In a recent post, it seems that Grimm has developed a better understanding of himself despite being in the middle of the controversy. The student revealed that he has a "renewed passion" and that he is keen on trying out new things.
"I've come very far from the negative, angry, upset person I was before. As opposed to who I was when I was not myself, I am now more assertive, outgoing and positive. I have a renewed passion for living and experiencing new things," said Grimm, in a report by The Daily Press.
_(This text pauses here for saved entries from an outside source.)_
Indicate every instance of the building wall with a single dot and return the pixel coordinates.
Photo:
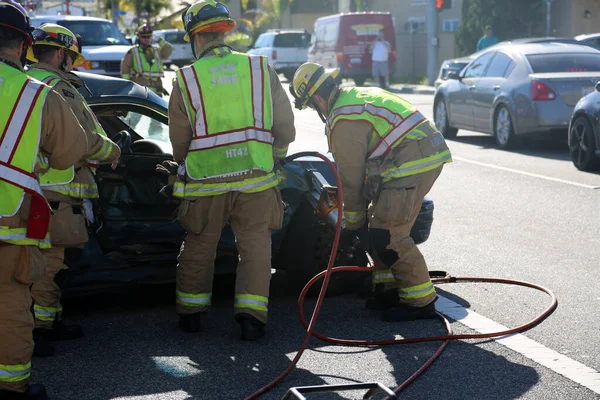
(568, 17)
(580, 24)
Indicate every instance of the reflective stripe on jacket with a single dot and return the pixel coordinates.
(61, 181)
(394, 120)
(142, 67)
(20, 125)
(228, 103)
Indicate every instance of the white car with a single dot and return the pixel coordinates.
(103, 45)
(286, 50)
(182, 50)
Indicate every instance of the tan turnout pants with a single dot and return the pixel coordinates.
(396, 210)
(19, 268)
(252, 217)
(46, 293)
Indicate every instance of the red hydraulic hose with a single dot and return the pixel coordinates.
(326, 275)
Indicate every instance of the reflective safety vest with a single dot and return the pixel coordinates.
(61, 181)
(141, 66)
(20, 125)
(228, 102)
(395, 120)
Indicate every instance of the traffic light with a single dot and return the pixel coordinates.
(443, 4)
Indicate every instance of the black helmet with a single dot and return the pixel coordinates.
(15, 21)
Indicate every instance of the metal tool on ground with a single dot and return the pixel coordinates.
(332, 207)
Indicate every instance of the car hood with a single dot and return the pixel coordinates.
(106, 53)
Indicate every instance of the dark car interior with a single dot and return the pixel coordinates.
(130, 203)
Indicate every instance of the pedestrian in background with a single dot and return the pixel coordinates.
(229, 121)
(380, 51)
(488, 39)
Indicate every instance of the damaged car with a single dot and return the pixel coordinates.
(134, 237)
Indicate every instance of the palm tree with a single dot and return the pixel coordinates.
(271, 12)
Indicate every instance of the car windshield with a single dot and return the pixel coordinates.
(96, 33)
(292, 40)
(175, 38)
(564, 62)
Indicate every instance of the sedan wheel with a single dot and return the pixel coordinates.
(582, 145)
(503, 129)
(440, 116)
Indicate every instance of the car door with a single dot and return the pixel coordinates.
(487, 89)
(460, 97)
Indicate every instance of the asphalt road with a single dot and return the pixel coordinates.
(527, 215)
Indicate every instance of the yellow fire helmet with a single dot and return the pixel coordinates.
(207, 16)
(59, 36)
(307, 79)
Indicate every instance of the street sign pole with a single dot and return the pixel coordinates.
(548, 13)
(431, 41)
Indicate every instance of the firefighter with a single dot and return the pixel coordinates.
(143, 62)
(387, 153)
(55, 51)
(35, 123)
(229, 121)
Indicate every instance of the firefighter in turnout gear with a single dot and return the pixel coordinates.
(390, 155)
(35, 123)
(230, 120)
(55, 51)
(143, 62)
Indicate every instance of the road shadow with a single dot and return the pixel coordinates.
(133, 350)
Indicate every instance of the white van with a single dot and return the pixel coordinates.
(182, 50)
(103, 45)
(286, 50)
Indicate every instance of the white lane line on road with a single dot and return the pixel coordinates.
(553, 360)
(516, 171)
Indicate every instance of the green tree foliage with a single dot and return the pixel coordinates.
(510, 19)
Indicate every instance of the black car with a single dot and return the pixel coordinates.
(584, 132)
(135, 237)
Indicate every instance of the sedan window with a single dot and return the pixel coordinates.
(175, 37)
(499, 66)
(564, 62)
(477, 68)
(147, 127)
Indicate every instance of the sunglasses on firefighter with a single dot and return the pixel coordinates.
(204, 14)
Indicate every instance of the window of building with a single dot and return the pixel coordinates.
(450, 25)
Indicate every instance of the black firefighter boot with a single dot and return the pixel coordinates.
(191, 323)
(381, 300)
(404, 312)
(252, 329)
(34, 392)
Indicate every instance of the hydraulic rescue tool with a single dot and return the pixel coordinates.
(329, 202)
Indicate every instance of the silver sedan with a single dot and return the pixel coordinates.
(517, 89)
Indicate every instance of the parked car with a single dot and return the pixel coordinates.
(517, 89)
(103, 45)
(457, 64)
(342, 41)
(135, 237)
(285, 50)
(182, 50)
(592, 39)
(584, 132)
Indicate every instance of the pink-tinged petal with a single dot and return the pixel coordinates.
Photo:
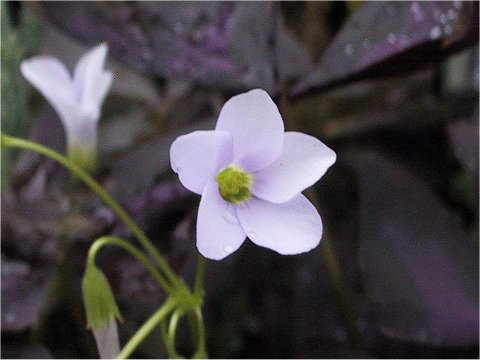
(303, 162)
(290, 228)
(91, 81)
(197, 157)
(52, 79)
(256, 127)
(219, 232)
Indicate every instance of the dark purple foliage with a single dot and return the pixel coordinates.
(233, 46)
(418, 262)
(389, 38)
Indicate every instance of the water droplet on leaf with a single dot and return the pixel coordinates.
(435, 33)
(451, 14)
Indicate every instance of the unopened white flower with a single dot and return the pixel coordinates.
(101, 311)
(250, 174)
(77, 100)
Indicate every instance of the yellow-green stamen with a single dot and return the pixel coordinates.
(234, 184)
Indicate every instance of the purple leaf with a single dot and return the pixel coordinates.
(23, 292)
(234, 46)
(388, 38)
(419, 264)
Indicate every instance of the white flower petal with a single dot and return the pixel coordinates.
(107, 341)
(290, 228)
(256, 127)
(49, 76)
(303, 162)
(91, 81)
(218, 231)
(197, 157)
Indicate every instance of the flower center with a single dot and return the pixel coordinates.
(234, 184)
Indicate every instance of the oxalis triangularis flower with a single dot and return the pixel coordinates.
(77, 100)
(251, 174)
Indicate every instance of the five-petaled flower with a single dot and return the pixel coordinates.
(251, 175)
(76, 100)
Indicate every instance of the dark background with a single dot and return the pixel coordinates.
(392, 87)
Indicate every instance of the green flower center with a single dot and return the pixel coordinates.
(234, 184)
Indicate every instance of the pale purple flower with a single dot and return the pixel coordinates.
(250, 174)
(77, 100)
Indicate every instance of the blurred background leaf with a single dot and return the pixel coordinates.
(390, 38)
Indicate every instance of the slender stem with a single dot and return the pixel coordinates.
(113, 240)
(172, 326)
(198, 287)
(147, 328)
(201, 352)
(8, 141)
(338, 281)
(169, 333)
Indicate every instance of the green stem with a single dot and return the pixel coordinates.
(201, 352)
(169, 333)
(338, 281)
(8, 141)
(198, 287)
(147, 328)
(113, 240)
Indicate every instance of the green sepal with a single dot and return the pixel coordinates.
(100, 305)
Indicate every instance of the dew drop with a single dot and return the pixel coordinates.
(391, 10)
(10, 318)
(348, 49)
(415, 7)
(229, 217)
(416, 10)
(447, 29)
(391, 38)
(404, 40)
(435, 33)
(451, 14)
"I still like reading, writing, drawing, video games, going places and hanging out with friends. Really my interests haven't changed very much but my level of enjoyment has changed," added the student in the same phone interview recorded by The Daily Press.
On Wednesday, oral arguments are scheduled to take place over the school's restroom policy. Grimm's lawyers are seeking the 4th U.S. Circuit Court of Appeals in Richmond to overrule a Norfolk federal judge for an injunction that would allow him to use the boy's restroom when this year's academic year starts on September.
The appeal also wishes for the judge to be replaced. U.S. District Judge, Robert Doumar, stated that the school is merely protecting a constitutional right by not allowing Grimm to use the boy's rest room. On Thursday, Doumar explained his decision to deny the injunction that would have allowed Grimm to use the restrooms.
"The judge's decision is disappointing but an appeal has already been filed. We and Gavin remain focused on achieving a positive outcome at trial and on appeal," said ACLU of Virginia's Legal Director, Rebecca Glenberg, in a separate post on the matter by The Daily Press.